I am a horrible decision maker when there are more than two options on the table. I find too much choice paralyzing (How can I know which is the best one?) and often second guess my decisions as soon as I’ve made them. Harlan can’t relate. He makes decisions with ease and then doesn’t give them another thought. I find that rather astonishing. It goes without saying that prioritizing is also not a strength of mine since everything in my life seems to carry equal weight and is therefore equally important to optimize. And I’m harder on myself than is necessary. I almost always feel I could do better.

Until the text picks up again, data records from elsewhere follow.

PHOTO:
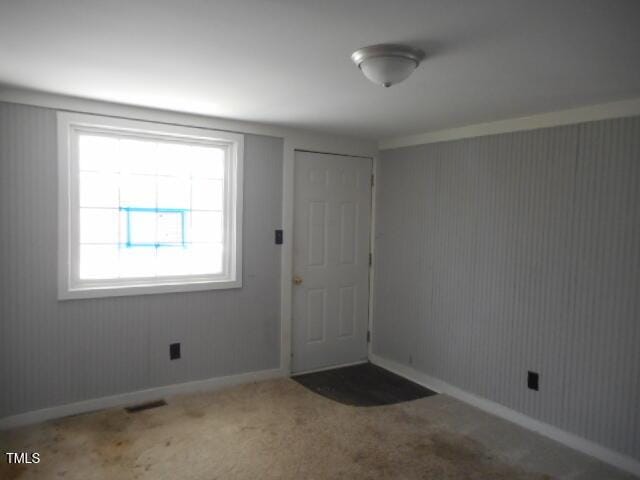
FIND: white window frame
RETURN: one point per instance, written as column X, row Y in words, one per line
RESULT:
column 70, row 286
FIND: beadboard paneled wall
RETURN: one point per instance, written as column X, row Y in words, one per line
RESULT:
column 55, row 352
column 515, row 252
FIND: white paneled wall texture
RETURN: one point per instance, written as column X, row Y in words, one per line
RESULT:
column 56, row 352
column 507, row 253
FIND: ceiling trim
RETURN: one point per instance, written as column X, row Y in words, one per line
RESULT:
column 602, row 111
column 302, row 138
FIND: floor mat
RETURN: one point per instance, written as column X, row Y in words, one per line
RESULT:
column 363, row 385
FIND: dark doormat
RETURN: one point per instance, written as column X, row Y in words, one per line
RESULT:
column 363, row 385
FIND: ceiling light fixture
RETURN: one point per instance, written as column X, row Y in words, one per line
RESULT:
column 387, row 64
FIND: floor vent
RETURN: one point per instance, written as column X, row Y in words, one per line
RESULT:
column 145, row 406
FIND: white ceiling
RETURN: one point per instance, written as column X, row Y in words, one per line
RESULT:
column 287, row 61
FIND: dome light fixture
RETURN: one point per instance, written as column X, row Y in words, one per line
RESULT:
column 387, row 64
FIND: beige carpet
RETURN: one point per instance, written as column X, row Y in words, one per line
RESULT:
column 269, row 430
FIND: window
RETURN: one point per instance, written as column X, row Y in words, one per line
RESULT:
column 147, row 208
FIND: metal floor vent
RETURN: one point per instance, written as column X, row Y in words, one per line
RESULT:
column 145, row 406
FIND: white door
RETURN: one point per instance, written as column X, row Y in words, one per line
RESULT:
column 331, row 260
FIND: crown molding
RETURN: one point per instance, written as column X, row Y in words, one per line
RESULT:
column 602, row 111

Things would be easier If I was a satisficer. Setbacks, like the potsticker situation, would roll off my back. I would have fewer roller coaster emotions. I would compare myself less to others and be more content. So I’ve been working on embracing more of the “just fine” in life. When dining out, once I spy a menu item that accommodates my dietary restrictions and looks reasonably tasty, I no longer scrutinize all of the other options before placing my order. If I don’t finish a book before my book club is scheduled to meet I attend anyway. And just this morning, after parking near my doctor’s office, I noticed a more perfect spot but opted not to move my car. Perhaps if I make enough satisficing choices I will someday find that I have become laid-back and serene.

But I will continue to allow myself to maximize the things that make life a little more vibrant. Because, in my experience, it is our superlative experiences that make us feel exuberantly, joyfully alive.